The deferment of toll hikes of the Damansara Link and Kerinchi Link since 2008 and the Penchala Link since 2010 has also supported traffic growth which has surpassed projections in the first eleven months of 2012 (11M2012). The latest projections by Halcrow Consultants Sdn Bhd had incorporated toll hikes in 2012 per the toll schedule under the concession agreement. The Damansara Link had also benefited from the upgrade of the Taman Tun Dr Ismail (TTDI) interchange linking to the Lebuhraya Damansara-Puchong (LDP). The upgrade involved the construction of a flyover and underpass which significantly eases congestion and allows for smoother traffic flow from the Damansara Link to the Bandar Utama and Kota Damansara areas.
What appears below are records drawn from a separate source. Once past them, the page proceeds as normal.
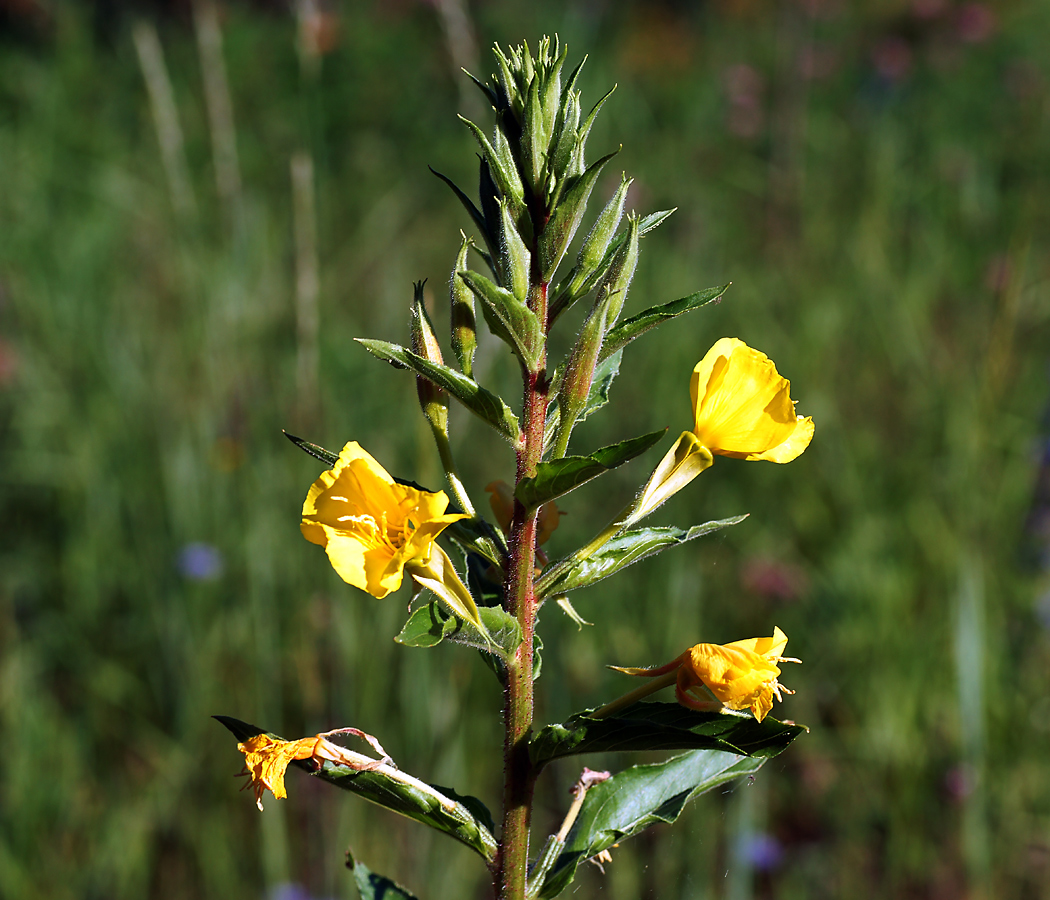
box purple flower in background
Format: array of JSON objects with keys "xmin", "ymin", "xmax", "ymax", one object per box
[
  {"xmin": 738, "ymin": 833, "xmax": 784, "ymax": 871},
  {"xmin": 177, "ymin": 543, "xmax": 224, "ymax": 581},
  {"xmin": 269, "ymin": 884, "xmax": 337, "ymax": 900}
]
For the 11M2012 period, traffic on the Damansara Link and Kerinchi Link grew at an annualised rate of 4.0% and 5.8% respectively (2011: 1.8%, 6.8%), while traffic on the Penchala Link was below projections, showing an annualised growth of only 3.6% (2011: 7.9%). For the first four months of SPRINT's financial year ending March 31, 2013 (4MFY2013), the company recorded revenue and pre-tax loss of RM56.9 million and RM3.1 million respectively. Government compensation for the deferment of toll hikes accounted for RM19.2 million or a third of the company's revenue. Given the sizeable portion of SPRINT's revenue that takes the form of government compensation, SPRINT's liquidity is dependent on timely receipt of the government compensation. MARC notes that the payment for balance of compensation for the 2011 calendar year of RM23.5 million and advance compensation for 2012 of RM32.2 million was made on September 14, 2012. MARC is mindful that SPRINT's liquidity position will exhibit increased sensitivity to the timeliness of government compensation payments should the compensation amounts increase as a result of further toll hike deferments.

For the full financial year ended March 31, 2012 (FY2012), SPRINT recorded revenue and pre-tax loss of RM163.7 million and RM18.9 million respectively (FY2011: RM156.5 million, RM53.5 million). The narrowing losses were mainly due to lower amortisation of the company's highway development expenditure. The company's cash flow from operations (CFO) had improved to RM136.4 million (FY2011: RM104.9 million) and was sufficient to meet its principal and profit payments of RM60.0 million and RM71.6 million respectively. SPRINT's debt service cover ratio (DSCR) for the year was lower than expected at 1.94 times due to compensation receivables. Nevertheless, it is higher than its covenanted DSCR of 1.50 times.

The stable outlook reflects MARC's expectations that SPRINT should be able to meet its debt obligations in the context of moderate delays in payment of government compensation. Should the compensation receivables collection period increase, SPRINT would have to rely on its available cash and bank balances and final issuance of loan stocks of RM25 million to meet any liquidity shortfalls.